The title is a riff on Dante’s Inferno however there aren’t sufficient circles in hell for the horror contained in Invoice Cain’s upsetting play. The names have been modified however that is basically a feverish re-examination of the life, trial and demise of US soldier Steven Dale Inexperienced, who was convicted in 2009 for killing an Iraqi household and raping the 14-year-old daughter. It’s a very powerful watch – not with out advantage however tough to sit down via and with some critical flaws in its composition.
There’s a heated depth to Man Masterson’s tightly calibrated manufacturing,held collectively by Jack Arnold’s buzzing battlecry of a soundscape which slowly engulfs us because the trial approaches. Duncan Henderson’s neatly symbolic set frames the motion inside a pair of glowing pink circles: from the fury of Baghdad to the loneliness of the holding cell, that is the story of a soldier’s life that has all the time, on some degree, felt like a type of imprisonment.

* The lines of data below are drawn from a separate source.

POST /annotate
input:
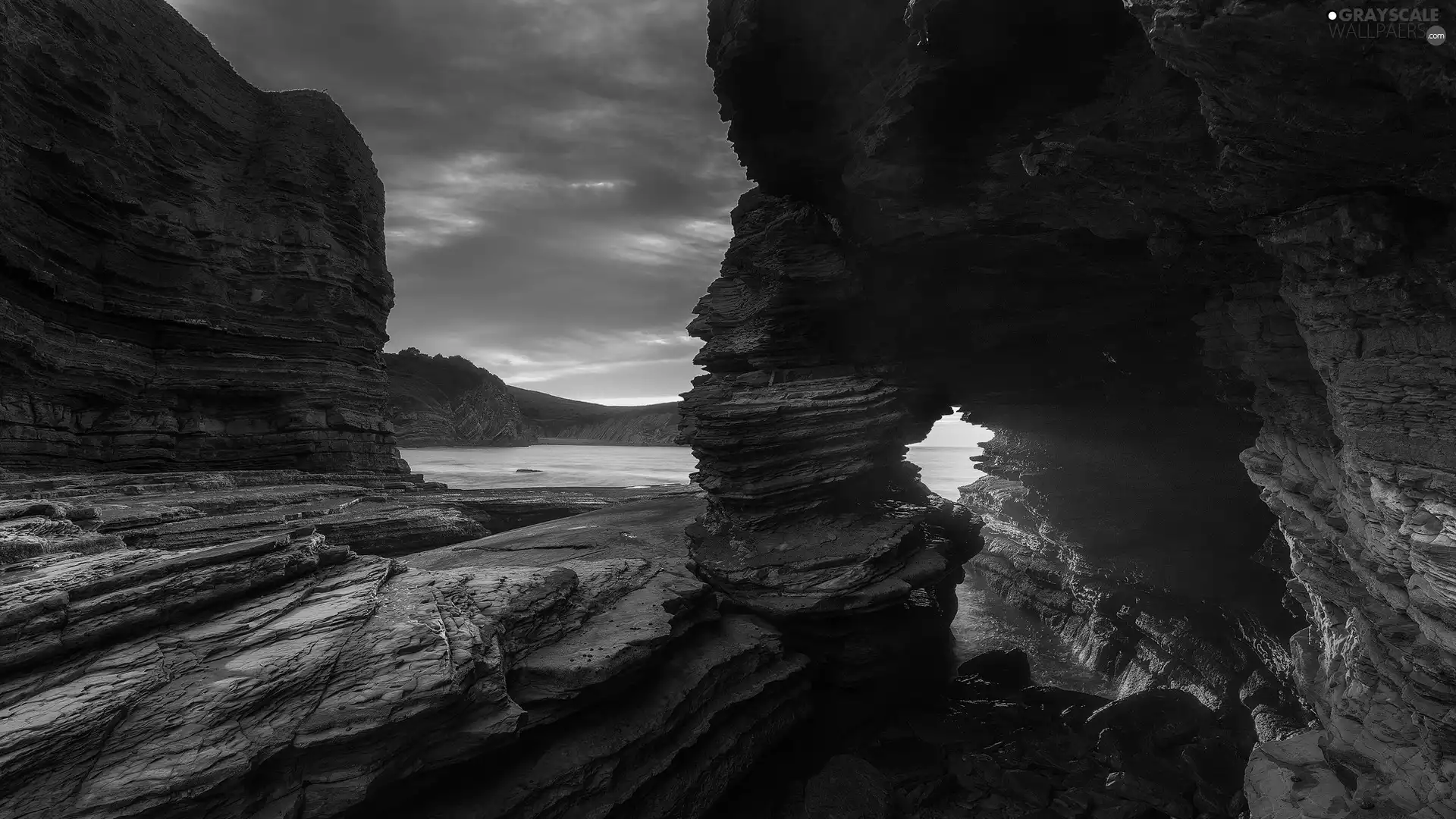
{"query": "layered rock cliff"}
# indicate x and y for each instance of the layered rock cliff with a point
(193, 270)
(1225, 222)
(240, 649)
(570, 422)
(437, 401)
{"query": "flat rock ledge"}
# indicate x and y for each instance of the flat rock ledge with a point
(199, 646)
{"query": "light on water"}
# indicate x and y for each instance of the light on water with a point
(946, 455)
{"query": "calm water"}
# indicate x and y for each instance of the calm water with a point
(982, 624)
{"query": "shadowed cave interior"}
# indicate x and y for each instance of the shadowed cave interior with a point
(1188, 261)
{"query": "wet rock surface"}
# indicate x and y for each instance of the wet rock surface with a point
(437, 401)
(1155, 209)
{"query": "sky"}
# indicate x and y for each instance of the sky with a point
(557, 177)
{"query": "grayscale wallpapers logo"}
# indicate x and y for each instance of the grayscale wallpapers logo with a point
(1375, 24)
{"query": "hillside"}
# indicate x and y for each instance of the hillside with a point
(563, 419)
(437, 401)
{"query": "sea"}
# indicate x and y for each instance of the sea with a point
(983, 621)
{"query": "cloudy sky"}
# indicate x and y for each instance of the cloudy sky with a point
(558, 181)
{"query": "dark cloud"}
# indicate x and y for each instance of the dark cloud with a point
(557, 174)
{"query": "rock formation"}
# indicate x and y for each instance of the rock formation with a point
(265, 668)
(193, 270)
(1228, 223)
(437, 401)
(580, 422)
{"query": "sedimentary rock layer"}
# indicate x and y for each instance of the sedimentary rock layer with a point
(565, 420)
(1147, 209)
(193, 268)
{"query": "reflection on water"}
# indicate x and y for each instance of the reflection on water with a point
(983, 621)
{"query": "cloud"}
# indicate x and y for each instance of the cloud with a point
(558, 181)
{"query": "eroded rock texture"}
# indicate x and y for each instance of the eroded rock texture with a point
(437, 401)
(1215, 219)
(268, 670)
(193, 270)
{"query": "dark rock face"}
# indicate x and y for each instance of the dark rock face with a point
(563, 420)
(1136, 541)
(253, 664)
(437, 401)
(1222, 223)
(193, 270)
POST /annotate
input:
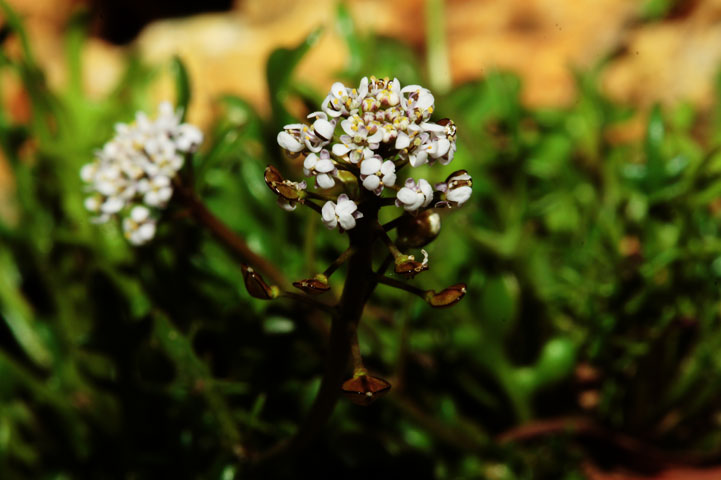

Because the soldier, Daniel E Reeves, meets with attorneys and legal professionals, a severely creepy pastor and shockingly incompetent military psychiatrists (all performed with an eerie sense of disassociation by Samara Neely-Cohen, Daniel Bowerbank and David Calvitto), we begin to suspect they may all be a product of Reeves’s deeply disturbed psyche. This fuzzy maintain on actuality makes for a strong ambiance however a complicated play. Cain appears to be making an argument in regards to the hypocrisy of battle and the culpability of these in authority but it surely’s laborious to know which bits to take severely in a play that’s neither truth nor fiction.
Joshua Collins is horribly watchable because the imprisoned Reeves. To easily spend time with this soldier is to start to humanise him. There’s one thing in regards to the physicality of Collins – who salutes and workouts with robotic precision – that factors to how little management a recruit has over his personal physique. However for all Collins’ charisma, there’s one thing that doesn’t sit proper about telling this story via the soldier’s eyes, and giving so little time to the homicide victims.
On the Park theatre, London, till 23 July. Then at Meeting George Sq., Edinburgh fringe, 3–29 August.